Laila Soueif has no longer eaten for greater than 3 weeks and is day the level of feeling hungry.
In London to marketing campaign for the let fall of her British-Egyptian son, Alaa Abdel Fattah, the 68-year-old maths trainer insists – stoically – that she’s “not feeling bad at all”.
She went on starvation crash the occasion then what must were the tip of his five-year jail sentence – regardless that his kin, at the side of human rights teams, say that he must by no means were in jail in any respect.
Alaa Abdel Fattah is Egypt’s best-known political prisoner. A blogger, editor and outspoken pro-democracy activist, he has been in prison for lots of the day decade.
His mom’s starvation crash – she’s surviving on H2O, rehydration salts and sugarless tea or espresso – is an indication of his crowd’s expanding desperation.
“I’m keeping it up until Alaa is free or I’m taken to hospital in a terrible state,” she tells me. “His life has been on hold for 11 years. It can’t go on.”
Alaa Abdel Fattah was once arrested in September 2019, six months then completing a prior five-year sentence.
He was once convicted in 2021 of spreading fake information, for sharing a Fb submit about torture in Egypt. The Egyptian government are refusing to rely the greater than two years he spent in pre-trial detention against his hour served.
Even if he received British citizenship in 2021, Egypt hasn’t ever allowed him a consular talk over with.
In opposition two years in the past, the United Kingdom’s upcoming silhoutte international secretary, David Lammy, known as for “serious diplomatic consequences” if get right of entry to wasn’t granted right away and Alaa Abdel Fattah was once no longer freed.
However his crowd are deeply disillusioned with how the stream govt, and the former one, have treated his case. They consider the United Kingdom has extra leverage with Egypt – a key best friend – than it’s ready to utility.
“I’m not a fool. I don’t expect the government to ruin billions of dollars’ worth of trade deals for my son,” says Laila Souief, who lives in Cairo however was once born in London.
She does, then again, be expecting Mr Lammy, now that he’s international secretary, to position power on Egyptian ministers to do so, she says.
“At least don’t give them photo opportunities like the one I saw recently of David Lammy grinning ear to ear with the Egyptian foreign secretary.”
A spokesperson for the Foreign Office said: “Our priority remains securing consular access to Mr El-Fattah and his release. We continue to raise his case at the highest levels of the Egyptian government.”

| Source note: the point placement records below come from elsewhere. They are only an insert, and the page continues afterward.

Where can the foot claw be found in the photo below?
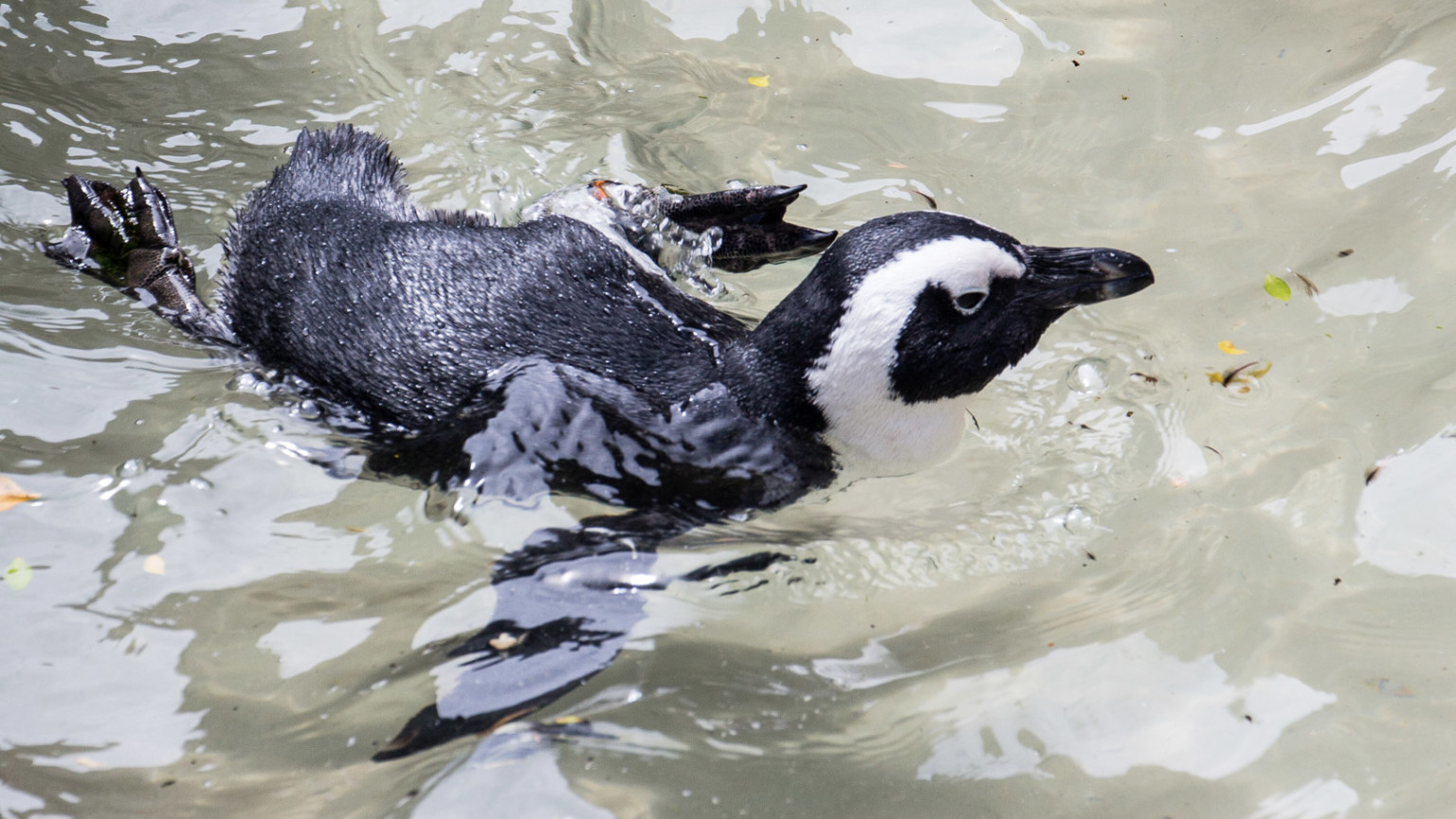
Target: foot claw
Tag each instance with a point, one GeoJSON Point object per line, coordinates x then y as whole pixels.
{"type": "Point", "coordinates": [752, 222]}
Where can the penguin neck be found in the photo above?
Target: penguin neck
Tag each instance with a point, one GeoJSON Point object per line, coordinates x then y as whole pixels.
{"type": "Point", "coordinates": [814, 366]}
{"type": "Point", "coordinates": [768, 372]}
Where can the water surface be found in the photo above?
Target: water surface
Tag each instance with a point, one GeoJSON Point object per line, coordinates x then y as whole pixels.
{"type": "Point", "coordinates": [1130, 592]}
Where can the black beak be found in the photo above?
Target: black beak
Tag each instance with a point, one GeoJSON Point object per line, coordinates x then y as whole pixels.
{"type": "Point", "coordinates": [1060, 279]}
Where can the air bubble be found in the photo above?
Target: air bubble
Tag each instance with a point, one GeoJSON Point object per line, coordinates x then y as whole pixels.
{"type": "Point", "coordinates": [1088, 376]}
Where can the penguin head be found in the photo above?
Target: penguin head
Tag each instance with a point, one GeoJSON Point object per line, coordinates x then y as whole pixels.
{"type": "Point", "coordinates": [907, 314]}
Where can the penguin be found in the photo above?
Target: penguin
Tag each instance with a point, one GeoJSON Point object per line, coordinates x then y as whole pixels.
{"type": "Point", "coordinates": [559, 352]}
{"type": "Point", "coordinates": [570, 353]}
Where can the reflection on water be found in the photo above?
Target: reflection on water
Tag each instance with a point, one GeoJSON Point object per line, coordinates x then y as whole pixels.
{"type": "Point", "coordinates": [1377, 106]}
{"type": "Point", "coordinates": [1110, 707]}
{"type": "Point", "coordinates": [220, 628]}
{"type": "Point", "coordinates": [1407, 520]}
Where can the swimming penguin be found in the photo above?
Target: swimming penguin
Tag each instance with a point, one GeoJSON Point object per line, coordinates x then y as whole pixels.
{"type": "Point", "coordinates": [561, 355]}
{"type": "Point", "coordinates": [558, 353]}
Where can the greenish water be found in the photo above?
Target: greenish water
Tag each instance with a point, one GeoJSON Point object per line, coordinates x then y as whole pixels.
{"type": "Point", "coordinates": [1130, 592]}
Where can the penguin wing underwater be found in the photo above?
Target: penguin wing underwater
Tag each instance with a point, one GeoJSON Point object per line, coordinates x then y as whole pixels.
{"type": "Point", "coordinates": [558, 355]}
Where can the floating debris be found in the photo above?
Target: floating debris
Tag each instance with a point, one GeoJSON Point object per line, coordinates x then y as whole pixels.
{"type": "Point", "coordinates": [1277, 287]}
{"type": "Point", "coordinates": [12, 494]}
{"type": "Point", "coordinates": [18, 574]}
{"type": "Point", "coordinates": [1241, 377]}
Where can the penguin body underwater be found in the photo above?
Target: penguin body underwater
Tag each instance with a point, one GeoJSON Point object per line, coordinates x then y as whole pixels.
{"type": "Point", "coordinates": [558, 353]}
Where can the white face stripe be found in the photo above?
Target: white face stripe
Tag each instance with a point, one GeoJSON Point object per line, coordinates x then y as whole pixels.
{"type": "Point", "coordinates": [850, 382]}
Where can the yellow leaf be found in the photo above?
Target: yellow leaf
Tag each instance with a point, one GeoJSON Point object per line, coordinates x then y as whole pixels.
{"type": "Point", "coordinates": [18, 574]}
{"type": "Point", "coordinates": [12, 494]}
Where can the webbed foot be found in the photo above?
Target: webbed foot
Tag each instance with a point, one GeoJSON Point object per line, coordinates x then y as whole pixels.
{"type": "Point", "coordinates": [752, 225]}
{"type": "Point", "coordinates": [132, 238]}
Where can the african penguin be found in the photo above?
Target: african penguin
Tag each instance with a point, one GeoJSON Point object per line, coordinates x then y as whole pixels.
{"type": "Point", "coordinates": [446, 327]}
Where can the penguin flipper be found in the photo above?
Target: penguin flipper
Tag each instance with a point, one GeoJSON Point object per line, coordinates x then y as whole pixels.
{"type": "Point", "coordinates": [132, 238]}
{"type": "Point", "coordinates": [752, 222]}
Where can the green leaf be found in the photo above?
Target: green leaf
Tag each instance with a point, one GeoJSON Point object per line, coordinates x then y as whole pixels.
{"type": "Point", "coordinates": [18, 576]}
{"type": "Point", "coordinates": [1276, 286]}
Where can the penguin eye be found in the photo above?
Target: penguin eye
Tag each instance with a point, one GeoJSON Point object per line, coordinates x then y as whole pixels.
{"type": "Point", "coordinates": [967, 302]}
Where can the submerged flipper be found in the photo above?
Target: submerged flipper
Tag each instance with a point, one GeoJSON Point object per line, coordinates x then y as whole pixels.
{"type": "Point", "coordinates": [132, 238]}
{"type": "Point", "coordinates": [564, 608]}
{"type": "Point", "coordinates": [752, 225]}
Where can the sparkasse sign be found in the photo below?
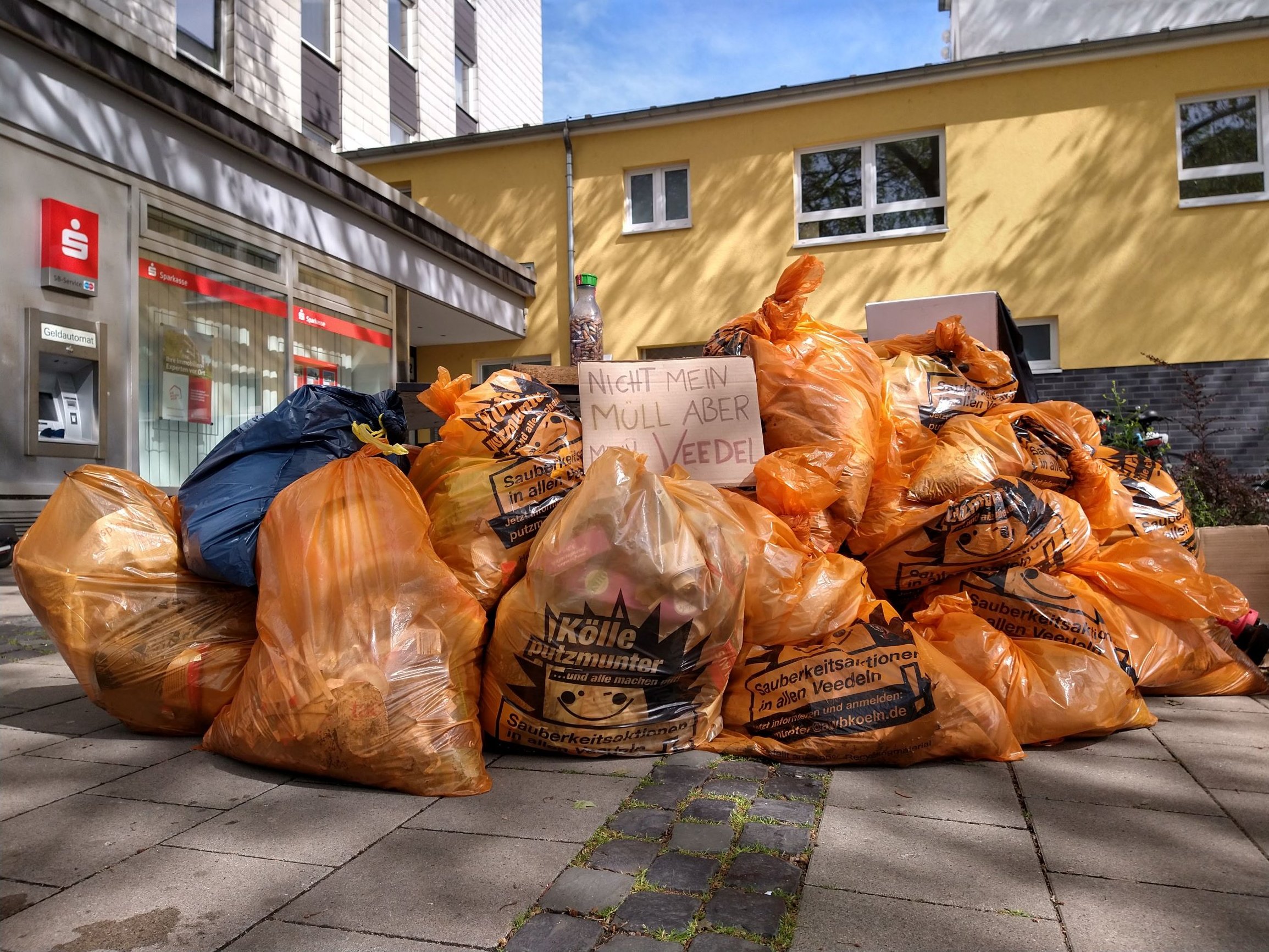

The family’s campaign has been supported by Richard Ratcliffe, who knows only too well what drives someone to go on hunger strike – as he himself did for his wife, Nazanin Zaghari-Ratcliffe.
“We reached a point where we needed to do something drastic to shake the government’s complacency, and remind ministers they had a role beyond waiting and wringing or washing their hands,” he tells me of his family’s campaign.
“Alaa’s family will be fully aware that hunger strikes leave scars.”
Alaa Abdel Fattah’s own hunger strike in 2022, as Egypt hosted the UN climate conference, led to international pressure for his release and an improvement in his conditions in jail.
He is now allowed to read books and watch sports on TV. But he is “down most of the time” according to his mother, and despondent about the future and his chances of release.
He now only wants to leave Egypt to be with his 13-year-old son, who is on the autism spectrum and attends a special needs school in Brighton.
She says other countries have done deals allowing their citizens jailed in Egypt to be freed and deported if they give up their Egyptian nationality.
“He has no wish to lead the Egyptian opposition from Brighton,” she told me. “He’s going to be too busy with Khalid.”
As for her and her starvation crash, she says she needs to assemble herself a “headache” for each the British and Egyptian governments. “That’s the least of what I hope to achieve.”